In the mass media we still talk about “the Latino vote” or “the black vote” because (in part) they do vote largely for one party. But note that while blacks vote in excess of 90 percent for Democrats, the Hispanic percentage is closer to 70 percent, just 10 percent more than whites voted for Republicans. There are already significant numbers of Hispanics voting Republican. So as they become more integrated will that decline? Again, I don’t offer an answer. But what I would suggest is that mechanically projecting votes on the basis that race trumps everything else and will always do so is likely to start breaking down.
Certainly, liberals are often surprised that black voters can be opposed to homosexual rights or even take conservative positions on issues. And what will happen if the Republican candidate embraces immigration reform or is Hispanic?
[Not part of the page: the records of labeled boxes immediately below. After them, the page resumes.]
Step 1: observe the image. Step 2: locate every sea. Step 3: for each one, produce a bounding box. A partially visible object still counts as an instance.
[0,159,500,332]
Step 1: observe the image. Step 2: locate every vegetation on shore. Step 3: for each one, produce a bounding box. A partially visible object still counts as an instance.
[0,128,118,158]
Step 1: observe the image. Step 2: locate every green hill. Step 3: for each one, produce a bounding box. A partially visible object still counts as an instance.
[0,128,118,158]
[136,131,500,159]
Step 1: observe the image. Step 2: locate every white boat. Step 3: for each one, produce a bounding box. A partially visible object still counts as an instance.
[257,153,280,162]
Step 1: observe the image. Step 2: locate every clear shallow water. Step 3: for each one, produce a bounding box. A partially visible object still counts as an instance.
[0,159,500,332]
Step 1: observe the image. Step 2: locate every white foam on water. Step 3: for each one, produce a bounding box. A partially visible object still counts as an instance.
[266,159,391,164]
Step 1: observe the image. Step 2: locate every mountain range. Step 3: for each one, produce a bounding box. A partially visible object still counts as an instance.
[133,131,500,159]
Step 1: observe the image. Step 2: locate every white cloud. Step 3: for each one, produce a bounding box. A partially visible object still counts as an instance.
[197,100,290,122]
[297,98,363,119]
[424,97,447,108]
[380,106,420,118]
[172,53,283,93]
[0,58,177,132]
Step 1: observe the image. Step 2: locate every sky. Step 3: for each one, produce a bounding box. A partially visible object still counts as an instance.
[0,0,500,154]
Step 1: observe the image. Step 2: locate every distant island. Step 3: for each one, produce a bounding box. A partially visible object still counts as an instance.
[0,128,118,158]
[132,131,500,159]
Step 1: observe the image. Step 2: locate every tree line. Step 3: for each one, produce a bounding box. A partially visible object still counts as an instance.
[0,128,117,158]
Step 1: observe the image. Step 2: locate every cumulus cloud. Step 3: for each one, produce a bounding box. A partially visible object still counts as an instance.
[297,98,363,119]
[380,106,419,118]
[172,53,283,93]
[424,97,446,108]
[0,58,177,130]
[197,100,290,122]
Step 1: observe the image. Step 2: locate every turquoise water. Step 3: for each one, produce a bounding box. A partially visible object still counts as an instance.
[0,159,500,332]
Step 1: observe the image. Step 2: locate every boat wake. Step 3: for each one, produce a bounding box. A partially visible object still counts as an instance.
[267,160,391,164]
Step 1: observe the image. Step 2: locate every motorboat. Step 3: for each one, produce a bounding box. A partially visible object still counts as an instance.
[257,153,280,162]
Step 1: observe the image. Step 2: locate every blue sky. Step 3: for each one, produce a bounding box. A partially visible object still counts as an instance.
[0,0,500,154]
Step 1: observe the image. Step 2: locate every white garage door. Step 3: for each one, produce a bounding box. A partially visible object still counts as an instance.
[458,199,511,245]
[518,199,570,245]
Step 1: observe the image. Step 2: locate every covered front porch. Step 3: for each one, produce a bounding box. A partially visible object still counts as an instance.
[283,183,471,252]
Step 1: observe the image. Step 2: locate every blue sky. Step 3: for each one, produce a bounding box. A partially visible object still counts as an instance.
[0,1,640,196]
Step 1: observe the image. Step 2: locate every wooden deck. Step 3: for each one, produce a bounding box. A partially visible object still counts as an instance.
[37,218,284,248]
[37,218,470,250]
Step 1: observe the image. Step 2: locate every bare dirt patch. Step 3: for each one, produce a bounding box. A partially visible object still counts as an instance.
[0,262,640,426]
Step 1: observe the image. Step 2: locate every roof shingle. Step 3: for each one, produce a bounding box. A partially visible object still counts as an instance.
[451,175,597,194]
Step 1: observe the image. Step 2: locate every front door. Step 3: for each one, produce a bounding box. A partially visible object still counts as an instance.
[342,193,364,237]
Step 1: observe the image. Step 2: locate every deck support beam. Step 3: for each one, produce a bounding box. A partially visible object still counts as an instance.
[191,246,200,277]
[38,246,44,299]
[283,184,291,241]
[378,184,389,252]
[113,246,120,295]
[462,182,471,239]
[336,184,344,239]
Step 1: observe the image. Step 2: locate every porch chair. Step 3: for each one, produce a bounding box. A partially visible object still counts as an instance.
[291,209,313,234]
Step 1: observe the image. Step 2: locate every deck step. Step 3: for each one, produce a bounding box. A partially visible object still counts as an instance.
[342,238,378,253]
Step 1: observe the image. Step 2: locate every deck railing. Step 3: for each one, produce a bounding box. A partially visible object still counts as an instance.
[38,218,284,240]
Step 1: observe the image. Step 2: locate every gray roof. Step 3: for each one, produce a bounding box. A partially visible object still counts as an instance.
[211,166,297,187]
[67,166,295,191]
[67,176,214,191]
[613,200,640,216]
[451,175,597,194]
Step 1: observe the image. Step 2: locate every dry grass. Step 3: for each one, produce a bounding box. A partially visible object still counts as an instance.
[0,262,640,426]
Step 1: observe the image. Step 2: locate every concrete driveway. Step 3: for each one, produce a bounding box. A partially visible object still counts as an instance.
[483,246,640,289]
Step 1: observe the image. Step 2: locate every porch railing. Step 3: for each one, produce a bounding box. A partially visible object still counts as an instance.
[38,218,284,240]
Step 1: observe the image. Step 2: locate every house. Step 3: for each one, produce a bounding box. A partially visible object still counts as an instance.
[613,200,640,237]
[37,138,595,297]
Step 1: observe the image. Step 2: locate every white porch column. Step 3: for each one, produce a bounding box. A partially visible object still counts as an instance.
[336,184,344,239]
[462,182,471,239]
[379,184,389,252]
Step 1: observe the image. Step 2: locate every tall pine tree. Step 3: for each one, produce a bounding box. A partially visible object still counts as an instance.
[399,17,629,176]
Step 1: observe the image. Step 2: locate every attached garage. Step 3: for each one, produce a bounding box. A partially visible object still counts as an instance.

But, if I’m forced to predict, I would expect that 2016 still finds Republicans clinging to their theory that the solution to being beaten by someone to their left is to move to the right. Given a compelling candidate and a stumble by the Democrats, it could work, at least one more time.
Whither white people
And this brings us back to white people. Poor demonized, racist, misogynistic white people. Is there really nothing to do but wait till a few more of them die off? Only if you have no imagination. Certainly a 39–59 split is a big difference. And equally certain, Republicans seem to see white people as a natural constituency. But is that different than progressives assuming the Republicans are right?
In my view, both parties have failed equally. Both see multiple millions of people as a single mass, lumping farmers and college kids, aging hippies and coal miners, Wall Street lawyers and beat cops, salespeople and clergy, bikers and psychologists, all into one group with the same outlook, interests and values.
Which party will be the first to go beyond this?